Kedua, yang harus diperhatikan adalah interpretasi dari nyanyian tersebut. Sudah dijelaskan pada episode I bahwa dengan menginterpretasi nyanyian, kita mampu memahami suasana nyanyian. Pernah aku temukan di sebuah GKI, pada saat Jumat Agung, pemusik mengiringi nyanyian NKB 85 (berjudul Kar’na KasihNya) dengan alunan melodi cha-cha. Bisa dibayangkan dalam suasana penghayatan kematian Kristus malah nyanyiannya mengajak berdansa. Itulah salah satu contoh interpretasi perlu mendapat perhatian dalam sebuah aransemen.

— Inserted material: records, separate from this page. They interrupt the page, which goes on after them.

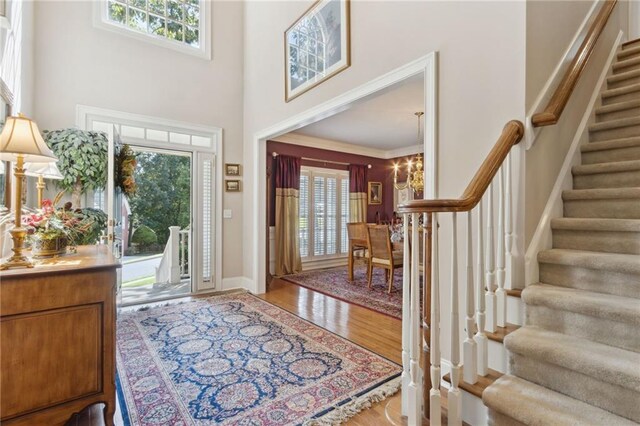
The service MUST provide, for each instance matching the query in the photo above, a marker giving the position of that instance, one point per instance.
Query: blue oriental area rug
(238, 360)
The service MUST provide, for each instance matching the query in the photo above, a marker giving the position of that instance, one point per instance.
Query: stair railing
(551, 113)
(421, 395)
(421, 388)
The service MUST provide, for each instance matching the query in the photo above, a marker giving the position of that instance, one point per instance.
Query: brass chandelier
(415, 177)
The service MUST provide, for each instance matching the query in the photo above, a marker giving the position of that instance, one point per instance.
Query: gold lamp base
(17, 260)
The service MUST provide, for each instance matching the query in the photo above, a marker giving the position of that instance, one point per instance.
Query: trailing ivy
(82, 157)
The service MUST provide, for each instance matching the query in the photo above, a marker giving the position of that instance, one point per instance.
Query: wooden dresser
(57, 338)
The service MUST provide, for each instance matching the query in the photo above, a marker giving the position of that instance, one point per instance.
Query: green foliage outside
(163, 197)
(82, 160)
(98, 220)
(174, 19)
(144, 236)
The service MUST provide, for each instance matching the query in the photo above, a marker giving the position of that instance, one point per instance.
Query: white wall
(79, 64)
(16, 55)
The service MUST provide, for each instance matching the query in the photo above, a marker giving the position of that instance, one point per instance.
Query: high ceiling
(384, 121)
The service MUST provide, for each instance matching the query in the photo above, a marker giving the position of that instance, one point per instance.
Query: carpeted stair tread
(482, 383)
(624, 90)
(605, 363)
(601, 194)
(631, 62)
(600, 168)
(611, 144)
(614, 262)
(631, 51)
(630, 44)
(614, 124)
(619, 106)
(623, 79)
(606, 306)
(591, 224)
(535, 405)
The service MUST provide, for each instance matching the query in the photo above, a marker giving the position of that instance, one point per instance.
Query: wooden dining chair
(381, 253)
(358, 245)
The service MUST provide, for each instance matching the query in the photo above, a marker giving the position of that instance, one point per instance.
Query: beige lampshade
(21, 136)
(46, 170)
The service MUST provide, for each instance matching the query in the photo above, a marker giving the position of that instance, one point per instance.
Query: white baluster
(508, 221)
(470, 348)
(415, 339)
(480, 337)
(454, 396)
(489, 268)
(501, 294)
(435, 413)
(406, 315)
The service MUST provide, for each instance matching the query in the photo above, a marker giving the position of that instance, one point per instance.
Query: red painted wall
(381, 171)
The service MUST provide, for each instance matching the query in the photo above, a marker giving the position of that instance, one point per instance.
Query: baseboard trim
(542, 238)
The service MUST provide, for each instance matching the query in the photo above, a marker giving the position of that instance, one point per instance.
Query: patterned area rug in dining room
(334, 282)
(238, 360)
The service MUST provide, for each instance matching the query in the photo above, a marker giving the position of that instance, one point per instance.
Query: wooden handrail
(552, 112)
(511, 135)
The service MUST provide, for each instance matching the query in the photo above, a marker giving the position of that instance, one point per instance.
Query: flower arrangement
(52, 229)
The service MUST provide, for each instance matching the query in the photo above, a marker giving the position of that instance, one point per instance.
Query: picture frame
(374, 194)
(232, 185)
(401, 196)
(310, 61)
(232, 169)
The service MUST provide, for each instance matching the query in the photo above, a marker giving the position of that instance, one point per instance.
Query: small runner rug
(334, 282)
(238, 360)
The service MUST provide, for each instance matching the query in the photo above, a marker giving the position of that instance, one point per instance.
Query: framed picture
(232, 169)
(375, 193)
(232, 185)
(401, 196)
(316, 46)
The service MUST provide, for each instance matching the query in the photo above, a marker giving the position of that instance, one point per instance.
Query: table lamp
(21, 141)
(42, 171)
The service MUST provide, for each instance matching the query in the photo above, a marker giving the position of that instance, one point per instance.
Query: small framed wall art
(232, 186)
(375, 193)
(232, 169)
(316, 46)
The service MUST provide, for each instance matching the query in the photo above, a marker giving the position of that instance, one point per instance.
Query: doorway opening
(156, 227)
(311, 136)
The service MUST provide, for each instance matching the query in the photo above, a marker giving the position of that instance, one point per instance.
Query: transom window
(324, 213)
(176, 23)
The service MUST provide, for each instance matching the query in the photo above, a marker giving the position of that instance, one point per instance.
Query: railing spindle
(480, 337)
(501, 294)
(470, 371)
(415, 384)
(406, 315)
(454, 396)
(435, 412)
(426, 314)
(490, 267)
(508, 223)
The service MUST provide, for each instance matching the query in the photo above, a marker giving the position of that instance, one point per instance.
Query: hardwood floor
(377, 332)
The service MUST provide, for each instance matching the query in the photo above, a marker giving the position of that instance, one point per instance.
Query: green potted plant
(82, 160)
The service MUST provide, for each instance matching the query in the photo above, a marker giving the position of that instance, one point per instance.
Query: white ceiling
(385, 120)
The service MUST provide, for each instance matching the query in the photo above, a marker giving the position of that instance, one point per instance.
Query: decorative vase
(48, 246)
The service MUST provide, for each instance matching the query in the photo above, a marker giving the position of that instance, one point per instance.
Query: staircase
(577, 359)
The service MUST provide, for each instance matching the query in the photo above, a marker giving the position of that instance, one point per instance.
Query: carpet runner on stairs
(577, 359)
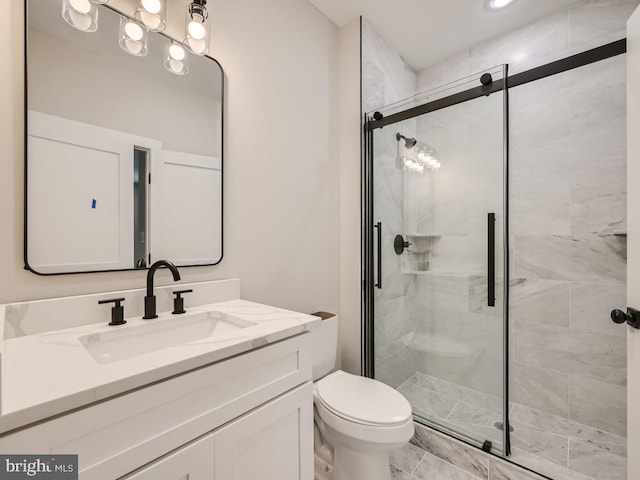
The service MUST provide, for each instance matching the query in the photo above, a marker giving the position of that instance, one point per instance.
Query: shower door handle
(491, 260)
(379, 256)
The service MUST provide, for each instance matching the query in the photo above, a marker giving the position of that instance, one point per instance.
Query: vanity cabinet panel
(117, 436)
(274, 442)
(192, 462)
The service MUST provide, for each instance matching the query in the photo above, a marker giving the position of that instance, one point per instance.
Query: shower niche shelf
(423, 235)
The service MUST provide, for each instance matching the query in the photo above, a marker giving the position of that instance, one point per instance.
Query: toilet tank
(324, 340)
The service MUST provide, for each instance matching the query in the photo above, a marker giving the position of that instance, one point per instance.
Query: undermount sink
(154, 335)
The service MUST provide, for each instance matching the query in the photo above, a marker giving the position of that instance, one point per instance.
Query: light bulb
(151, 6)
(81, 6)
(80, 14)
(133, 37)
(152, 14)
(133, 31)
(176, 52)
(196, 30)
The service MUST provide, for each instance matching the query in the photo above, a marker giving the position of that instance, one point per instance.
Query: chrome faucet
(150, 299)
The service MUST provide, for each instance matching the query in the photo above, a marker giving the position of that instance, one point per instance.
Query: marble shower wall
(386, 79)
(568, 212)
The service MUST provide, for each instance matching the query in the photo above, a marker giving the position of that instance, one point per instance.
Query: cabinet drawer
(117, 436)
(193, 462)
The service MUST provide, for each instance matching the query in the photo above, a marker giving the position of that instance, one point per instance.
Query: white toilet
(359, 421)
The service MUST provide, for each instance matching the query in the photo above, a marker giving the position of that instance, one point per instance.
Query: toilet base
(352, 465)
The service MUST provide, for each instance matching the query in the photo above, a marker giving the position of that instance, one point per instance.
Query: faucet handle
(117, 311)
(178, 302)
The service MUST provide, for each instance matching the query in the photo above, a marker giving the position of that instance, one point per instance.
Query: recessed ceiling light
(496, 4)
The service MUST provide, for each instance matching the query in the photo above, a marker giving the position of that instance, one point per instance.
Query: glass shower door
(436, 221)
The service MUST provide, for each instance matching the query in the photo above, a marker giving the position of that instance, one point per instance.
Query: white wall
(281, 217)
(633, 271)
(350, 197)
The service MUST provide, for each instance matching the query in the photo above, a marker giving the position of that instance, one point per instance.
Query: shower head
(409, 143)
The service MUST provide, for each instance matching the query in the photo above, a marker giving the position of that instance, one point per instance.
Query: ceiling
(426, 32)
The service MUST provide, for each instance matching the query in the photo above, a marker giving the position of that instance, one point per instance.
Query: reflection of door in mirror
(140, 181)
(124, 159)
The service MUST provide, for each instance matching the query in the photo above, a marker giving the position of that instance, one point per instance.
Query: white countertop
(50, 373)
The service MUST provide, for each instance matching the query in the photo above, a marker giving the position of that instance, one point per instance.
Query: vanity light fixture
(152, 13)
(81, 14)
(133, 37)
(197, 28)
(498, 4)
(175, 60)
(150, 16)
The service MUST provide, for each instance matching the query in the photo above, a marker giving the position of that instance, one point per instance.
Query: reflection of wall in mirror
(61, 84)
(81, 206)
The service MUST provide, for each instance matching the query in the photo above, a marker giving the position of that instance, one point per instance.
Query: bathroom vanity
(223, 391)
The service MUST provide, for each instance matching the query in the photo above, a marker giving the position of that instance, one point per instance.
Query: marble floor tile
(540, 388)
(559, 448)
(427, 402)
(543, 444)
(581, 258)
(407, 458)
(532, 419)
(432, 467)
(503, 471)
(545, 467)
(451, 451)
(464, 394)
(598, 460)
(476, 422)
(398, 474)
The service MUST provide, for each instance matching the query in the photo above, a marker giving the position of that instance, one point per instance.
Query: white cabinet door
(274, 442)
(192, 462)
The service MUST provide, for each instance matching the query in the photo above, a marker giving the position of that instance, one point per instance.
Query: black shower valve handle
(631, 317)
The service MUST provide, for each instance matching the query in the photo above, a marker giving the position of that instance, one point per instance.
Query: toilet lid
(363, 400)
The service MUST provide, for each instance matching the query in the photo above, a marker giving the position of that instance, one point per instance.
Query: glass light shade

Ketiga, yang harus diperhatikan adalah volume alat musik itu sendiri. Terkadang, alat musik fullband mendapat stereotip sebagai alat musik yang berisik. Padahal, yang dipermasalahkan sebenarnya bukan alat musiknya, tetapi cara memainkannya. Apapun alat musiknya, memerhatikan volume alat musik menjadi hal yang penting. Beri porsi yang seimbang antara suara umat yang hadir dengan volume alat musik. Ketika alat musik mempunyai volume yang sangat besar, tak jarang hal itu mengganggu pendengaran para umat yang hadir.
Pengiring itu Pelayan, Bukan Artis Gereja
Banyak pengiring nyanyian jemaat mengaransemen nyanyian sedemikian rupa, sehingga ada satu bagian pengiring tersebut dapat menunjukkan skill-nya dan showoff pada sebuah iringan nyanyian. Aku tidak mau membenarkan atau menyalahkan hal ini, tetapi aku hanya ingin menuntun kalian untuk menilai. Menggunakan skill dalam bermain musik merupakan hal yang penting. Salah satu nilai musik dalam mengiring ibadah adalah estetika (yang harus seimbang dengan interpretasi). Namun, penggunaan yang berlebihan dapat berpotensi pada hilangnya sense of hymns. Maksudnya, aransemen yang berlebihan dapat menghilangkan makna nyanyian itu sendiri, sehingga umat yang hadir lebih memerhatikan aransemennya daripada isi dari nyanyian yang sedang dinyanyikan.
Permasalahan Mengenai Rythmbox pada Keyboard
Ada beberapa gereja, dengan berbagai alasan, menggunakan Rhythmbox (atau Rhythm otomatis) di keyboard. Rythmbox adalah sebuah melodi yang dikomputasi sedemikan rupa sehingga menghasilkan sebuah rhythm yang diinginkan. Lagi-lagi aku tidak membenarkan atau menyalahkan hal ini, tetapi aku hanya ingin menuntun kalian untuk menilai. Rhythmbox sering digunakan karena mudah dipelajari. Namun, sebaik apapun Rhythmbox , ia tetaplah komputer yang tidak punya jiwa. Ritme yang dihasilkan otomatis sehingga tidak bisa mengenal jiwa nyanyian, tidak ikut “bernafas” (selalu konsisten), tidak tahu attack maupun release dari sebuah kalimat lagu, tidak bisa memperkirakan fermata, dan lain sebagainya. Hal ini bertabrakan dengan konsep bahwa alat musik adalah instrumen pengiring. Kita perlu bijak dalam menanggapi hal ini
Penutup
Jangan sampai alat musik menghalangi pelayananmu. Namun, jangan sampai egomu juga menghalangi orang lain untuk merasakan hadirat Tuhan melalui nyanyian. Alat musik dan pengiringnya merupakan sebuah bentuk pengabdian; maka dari itu, harus ada keseimbangan antara instrumen, pengiring, nyanyian, dan umat yang menyanyikannya. Segala kreativitas perlu kita terapkan dalam mengiring nyanyian atau menggunakan instrumen-instrumen musik, asal tetap dipahami bahwa alat musik dan pengiring merupakan pelayan yang melayani Tuhan, dengan cara melayani umat yang hadir dalam ibadah untuk bernyanyi.